Tous ces principes sont présents dans le préambule de la Constitution du 27 octobre 1946 : droit à l'emploi (alinéa 5), liberté syndicale (alinéa 6), principes généraux de la sécurité sociale et de la solidarité nationale (alinéas 10, 11 et 12), gratuité de l'enseignement et égalité d'accès à la culture (alinéa 13). Ils sont donc toujours d'actualité et ont une valeur normative qui s'impose à toutes les lois. Le préambule de 1946 fait en effet partie du bloc de constitutionnalité défini par le Conseil constitutionnel dans sa décision du 16 juillet 1971 12 ( * ) et auquel il se réfère depuis cette date.
Le combat mené par la Résistance pour la rénovation de la société française sur des bases nouvelles, qu'elle a elle-même entrepris de définir, est devenu une référence universelle, invoquée de toutes parts par des forces politiques et même parfois détournée à des fins partisanes. Il s'agit là d'une contradiction avec l'esprit même du CNR, qui reposait sur l'union de toutes les forces politiques et syndicales en lutte contre l'occupation et la collaboration.
S'il ne faut pas nier les tensions qui ont existé au sein du CNR et les contestations qui ont existé sur le principe de sa création et sur sa composition, les valeurs dont il est porteur, sur le plan de l'engagement personnel pour la République comme de la construction d'une société plus juste, sont toujours à la racine de notre contrat social. Dans une période où celui-ci est fragilisé par d'importantes difficultés économiques et que l'attachement à la citoyenneté recule dans certains territoires, elles doivent toujours être promues comme un facteur de progrès, ce qu'elles n'ont jamais cessé d'être.

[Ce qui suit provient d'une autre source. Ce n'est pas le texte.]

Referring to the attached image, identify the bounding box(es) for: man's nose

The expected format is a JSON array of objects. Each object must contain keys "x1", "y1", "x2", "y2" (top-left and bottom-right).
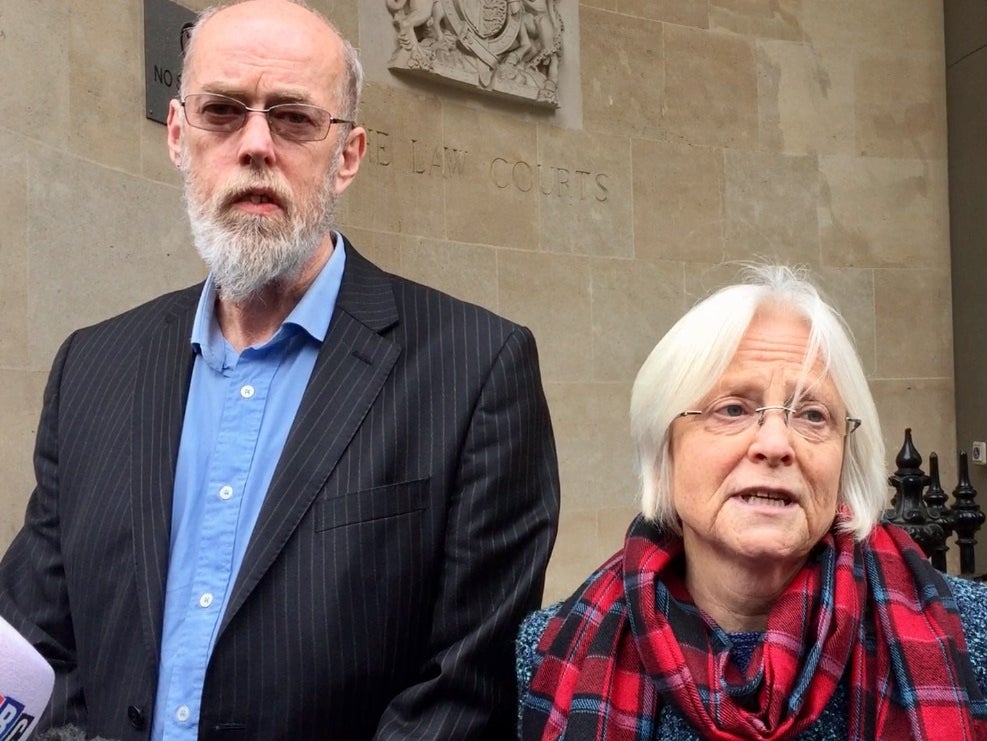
[{"x1": 237, "y1": 111, "x2": 277, "y2": 167}]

La journée nationale de la Résistance doit donc être le moment où toute la communauté nationale se rassemble pour rappeler l'importance de ces principes fondateurs.
* 12 Conseil constitutionnel, décision n° 71-44 DC du 16 juillet 1971, Loi complétant les dispositions des articles 5 et 7 de la loi du 1 er juillet 1901 relative au contrat d'association.